A facility-based cross-sectional study was conducted among 423 healthcare providers working at 19 public health facilities in northwest Ethiopia from October 1 to 25, 2023. Data were collected using a pre-tested self-administered questionnaire. Awareness was defined as being aware of the existence of a mobile app (NHDD) for disease classification. Multilevel logistic regression analysis was used to account for clustering at the health facility level. Adjusted Odds Ratio (AOR) with 95% confidence interval (CI) was used to identify associated factors.

Results

Only 30.73% (95% CI: 26.30%−35.55%) of healthcare providers were aware of a mobile-based app for disease classification. Healthcare providers having social media accounts (AOR = 13.96; 95% CI: 2.33–83.64), ever visited the medical field by a mobile phone (AOR = 2.39; 95% CI: 1.03–5.51), digital literacy (AOR = 6.13; 95% CI: 1.50–25.01), awareness of the ESV-ICD-11 booklet on paper (AOR = 2.34; 95% CI: 1.06–5.18), and access to ESV-ICD-11 training or mentorship (AOR = 2.93; 95% CI: 1.25–6.87) were factors associated with awareness.

Conclusions

About one-third of healthcare providers are aware of the mobile-based disease classification app. Social media use, digital literacy, prior mobile use for the medical field, familiarity with the paper-based ESV-ICD-11 booklet, and ESV-ICD-11 training or mentorship were associated factors with awareness. Targeted awareness creation interventions could be considered to support the success of mobile-based app implementation in Ethiopia.

Introduction

In recent years, the integration of mobile health (mHealth) technology has transformed healthcare, mainly in countries with limited resources, by enhancing disease diagnosis and aiding physicians in accurate decisions [1]. Among these technologies, mobile healthcare apps potentially improve clinical documentation, standardize data, provide real-time decision support, and enhance disease classification accuracy, ultimately contributing to more accurate and efficient healthcare services [2 - 4]. Particularly, disease classification applications enable medical professionals by standardizing classification and coding procedures and enhancing the completeness and quality of clinical data [5 - 7].

Despite the mobile apps’ advantages, disparity in the use and awareness of these technologies persists. Research conducted in different regions indicates that greater use of mobile apps is correlated with healthcare providers’ awareness of apps [8, 9]. However, lack of knowledge and digital literacy are reported as barriers, which have been observed by 39.6% and 38% of healthcare personnel, respectively, in studies [10, 11]. Research from countries like Malaysia and Australia has shown that healthcare professionals who are aware of mHealth are more likely to incorporate these tools into their regular clinical practice, indicating that awareness and familiarity with these tools have a significant impact on implementation outcomes [12 - 16].

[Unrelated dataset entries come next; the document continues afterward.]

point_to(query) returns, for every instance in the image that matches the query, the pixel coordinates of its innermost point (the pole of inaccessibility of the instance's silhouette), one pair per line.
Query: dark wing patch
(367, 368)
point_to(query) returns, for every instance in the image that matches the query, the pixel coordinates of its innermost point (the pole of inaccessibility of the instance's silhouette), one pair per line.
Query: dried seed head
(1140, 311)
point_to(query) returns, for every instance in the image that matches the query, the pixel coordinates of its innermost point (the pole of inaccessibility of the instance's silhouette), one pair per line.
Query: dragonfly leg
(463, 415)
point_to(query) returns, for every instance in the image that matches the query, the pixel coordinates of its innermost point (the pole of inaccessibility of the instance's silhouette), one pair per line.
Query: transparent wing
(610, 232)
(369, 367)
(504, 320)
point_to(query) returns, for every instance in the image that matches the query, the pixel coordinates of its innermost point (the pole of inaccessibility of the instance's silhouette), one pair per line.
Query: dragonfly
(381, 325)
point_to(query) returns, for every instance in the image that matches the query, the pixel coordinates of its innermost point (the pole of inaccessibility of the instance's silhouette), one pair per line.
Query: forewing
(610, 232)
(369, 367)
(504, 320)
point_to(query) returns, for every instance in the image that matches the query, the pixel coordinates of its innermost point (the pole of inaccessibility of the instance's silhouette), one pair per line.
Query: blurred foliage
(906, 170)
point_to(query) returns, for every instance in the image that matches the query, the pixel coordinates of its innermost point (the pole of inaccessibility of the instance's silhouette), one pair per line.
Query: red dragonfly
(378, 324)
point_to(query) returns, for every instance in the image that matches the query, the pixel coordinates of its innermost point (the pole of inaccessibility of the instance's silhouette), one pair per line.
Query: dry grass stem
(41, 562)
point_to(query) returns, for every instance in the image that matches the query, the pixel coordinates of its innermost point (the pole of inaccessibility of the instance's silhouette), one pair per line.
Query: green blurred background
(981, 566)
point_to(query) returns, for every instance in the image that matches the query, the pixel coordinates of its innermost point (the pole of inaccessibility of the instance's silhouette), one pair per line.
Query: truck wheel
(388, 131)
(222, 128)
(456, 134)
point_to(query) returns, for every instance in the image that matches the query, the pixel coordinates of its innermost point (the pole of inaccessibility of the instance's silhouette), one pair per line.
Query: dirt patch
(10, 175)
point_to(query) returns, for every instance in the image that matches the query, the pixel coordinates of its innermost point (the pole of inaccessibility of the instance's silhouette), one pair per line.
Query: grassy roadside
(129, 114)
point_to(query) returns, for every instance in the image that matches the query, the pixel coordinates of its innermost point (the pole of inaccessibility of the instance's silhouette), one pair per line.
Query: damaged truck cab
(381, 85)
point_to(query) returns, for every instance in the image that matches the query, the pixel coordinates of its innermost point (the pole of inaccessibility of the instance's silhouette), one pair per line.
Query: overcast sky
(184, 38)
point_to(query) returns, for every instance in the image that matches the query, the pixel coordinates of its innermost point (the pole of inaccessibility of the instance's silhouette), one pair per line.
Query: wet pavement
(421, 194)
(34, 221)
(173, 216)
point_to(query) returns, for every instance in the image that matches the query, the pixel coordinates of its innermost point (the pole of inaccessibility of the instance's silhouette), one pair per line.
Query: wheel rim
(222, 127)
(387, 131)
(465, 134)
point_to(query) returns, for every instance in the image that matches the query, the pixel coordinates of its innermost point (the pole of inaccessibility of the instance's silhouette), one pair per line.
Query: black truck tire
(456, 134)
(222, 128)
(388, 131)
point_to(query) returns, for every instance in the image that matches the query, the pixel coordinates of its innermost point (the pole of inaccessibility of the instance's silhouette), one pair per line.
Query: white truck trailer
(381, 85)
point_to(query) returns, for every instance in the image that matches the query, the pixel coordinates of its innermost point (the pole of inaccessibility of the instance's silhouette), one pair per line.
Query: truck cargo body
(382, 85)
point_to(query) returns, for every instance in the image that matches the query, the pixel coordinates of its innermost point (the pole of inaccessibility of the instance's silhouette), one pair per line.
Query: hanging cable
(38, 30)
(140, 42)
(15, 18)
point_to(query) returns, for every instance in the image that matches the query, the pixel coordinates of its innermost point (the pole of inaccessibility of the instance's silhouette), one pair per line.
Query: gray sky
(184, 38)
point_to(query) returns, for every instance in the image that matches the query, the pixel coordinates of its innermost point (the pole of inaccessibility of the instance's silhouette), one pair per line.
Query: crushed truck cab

Awareness of mobile-based apps is influenced several individual and facility-level factors. These include digital literacy, smartphone ownership, prior ICT training, work experience, age, education level, and rural residency [9, 17-20]. However, even among healthcare providers who are expected to use digital tools, there are ongoing gaps in awareness in many low-income nations, including Ethiopia [21]. Furthermore, raising awareness of mHealth can promote its integration into healthcare systems [22].

Ethiopia has created the National Health Data Dictionary (NHDD), a mobile application based on the Ethiopian Short Version of ICD-11 (ESV-ICD-11), to meet the demand for consistent disease classification [23]. This tool was created to assist healthcare providers in classifying diseases in accordance with World Health Organization (WHO) recommendations [24]. Although there is a lot of potential for the app to improve the consistency and quality of clinical data, little is known about how well-informed healthcare providers are about its existence and capabilities.

By assessing healthcare providers’ awareness of the NHDD mobile app in the Central Gondar Zone of northwest Ethiopia, this study aims to close that awareness gap. The study will help guide focused initiatives to raise awareness and eventually promote the broad use of mHealth tools for better disease classification by determining the present level of awareness as well as the related individual and facility-level characteristics.

Materials and methods

Study design, setting and period

A facility-based cross-sectional study was carried out in healthcare facilities situated across four districts in Ethiopia’s Central Gondar zone from October 1 to 25, 2023. The Central Gondar Zone is 726 kilometers northwest of Addis Ababa, the capital of Ethiopia. According to the Zone Finance and Economic Department, there are 15 districts, serviced by 404 health posts, 10 public hospitals, and 75 health centers [25]. For this study, four districts, East Belesa, East Dembia, Tachi Armachiho, and West Dembia, were chosen randomly. All available healthcare facilities in the four districts (16 health centers and three primary hospitals) were included.

Eligibility criteria

All healthcare providers who have been employed in Central Gondar Zone public health facilities for more than six months were included in this study. The study excluded health care providers who were seriously ill during the data collection period.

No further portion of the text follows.